Die Entdeckung gelang den Forschern mit Hilfe von Proben, die sie mit dem Tiefsee-Tauchroboter "Alvin" der US Navy entnehmen konnten. Damit belegen die Biologen, dass sich das Phänomen der sogenannten öko- bzw. biologischen Sukzession, bei dem durch Veränderung eines Lebensraums dieser von anderen Lebensformen übernommen wird, auch anhand des Ökosystems Tiefseeschlote offenbart, selbst dann wenn sie heißen Quellen gänzlich versiegen. Zuvor gingen Biologen davon aus, dass die mit dem Versiegen der Quellen, auch das Leben um die einstigen heißen Quellen zum Erliegen kommt.
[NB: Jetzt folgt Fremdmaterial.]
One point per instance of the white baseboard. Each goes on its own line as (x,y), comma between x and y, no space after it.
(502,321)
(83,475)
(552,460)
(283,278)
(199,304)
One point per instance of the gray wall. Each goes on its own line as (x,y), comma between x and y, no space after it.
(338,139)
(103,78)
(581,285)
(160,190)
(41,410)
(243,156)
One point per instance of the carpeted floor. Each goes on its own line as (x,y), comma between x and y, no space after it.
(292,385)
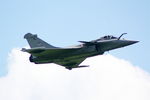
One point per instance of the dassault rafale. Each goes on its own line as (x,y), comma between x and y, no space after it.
(71,57)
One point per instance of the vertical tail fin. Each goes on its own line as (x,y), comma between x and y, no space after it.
(34,41)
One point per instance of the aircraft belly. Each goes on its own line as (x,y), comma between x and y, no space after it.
(50,57)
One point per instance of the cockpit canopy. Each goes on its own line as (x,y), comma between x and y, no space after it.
(108,37)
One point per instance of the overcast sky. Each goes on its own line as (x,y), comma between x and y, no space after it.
(63,23)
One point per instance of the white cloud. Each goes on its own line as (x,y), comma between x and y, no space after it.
(107,78)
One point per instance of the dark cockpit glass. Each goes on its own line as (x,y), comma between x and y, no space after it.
(108,37)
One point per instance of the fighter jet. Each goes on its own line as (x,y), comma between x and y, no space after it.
(71,57)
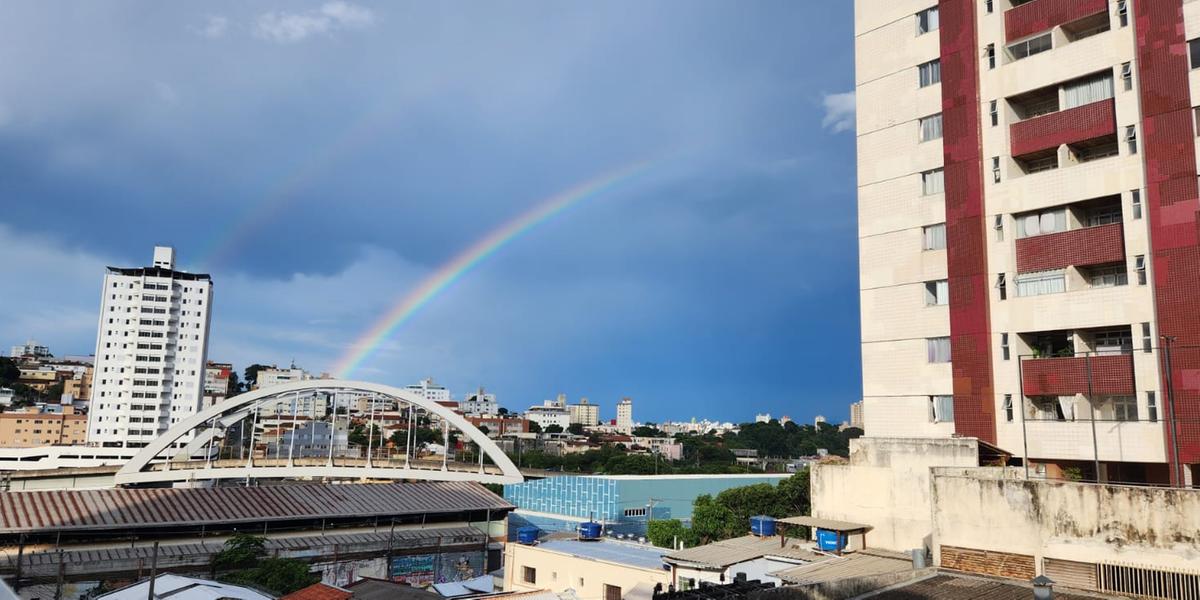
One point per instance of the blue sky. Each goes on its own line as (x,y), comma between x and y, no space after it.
(321,159)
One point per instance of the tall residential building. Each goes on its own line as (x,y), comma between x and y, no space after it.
(150,351)
(430,390)
(269,377)
(625,415)
(1029,229)
(583,413)
(480,403)
(30,349)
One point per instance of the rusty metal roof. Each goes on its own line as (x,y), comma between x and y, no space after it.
(124,509)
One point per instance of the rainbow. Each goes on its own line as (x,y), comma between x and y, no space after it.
(451,271)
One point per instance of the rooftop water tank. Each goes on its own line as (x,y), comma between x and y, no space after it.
(527,535)
(589,531)
(762,526)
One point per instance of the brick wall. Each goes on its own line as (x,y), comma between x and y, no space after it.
(1043,15)
(1000,564)
(1069,126)
(1079,247)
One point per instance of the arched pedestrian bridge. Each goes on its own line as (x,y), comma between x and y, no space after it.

In einem nächsten Schritt wollen die Forscher nun Proben von Schloten verschiedenen Alters entnehmen, um so die jeweiligen Lebensformen zu katalogisieren und die Sukzession der Arten genauer beschreiben zu können. Interessant ist für die Forscher auch zu untersuchen, ob die Abfolge der Mikrobenarten am Grunde der Tiefsee jene widerspiegelt, die anhand von Mikroben im Erdböden und Gesteinen gefunden werden kann.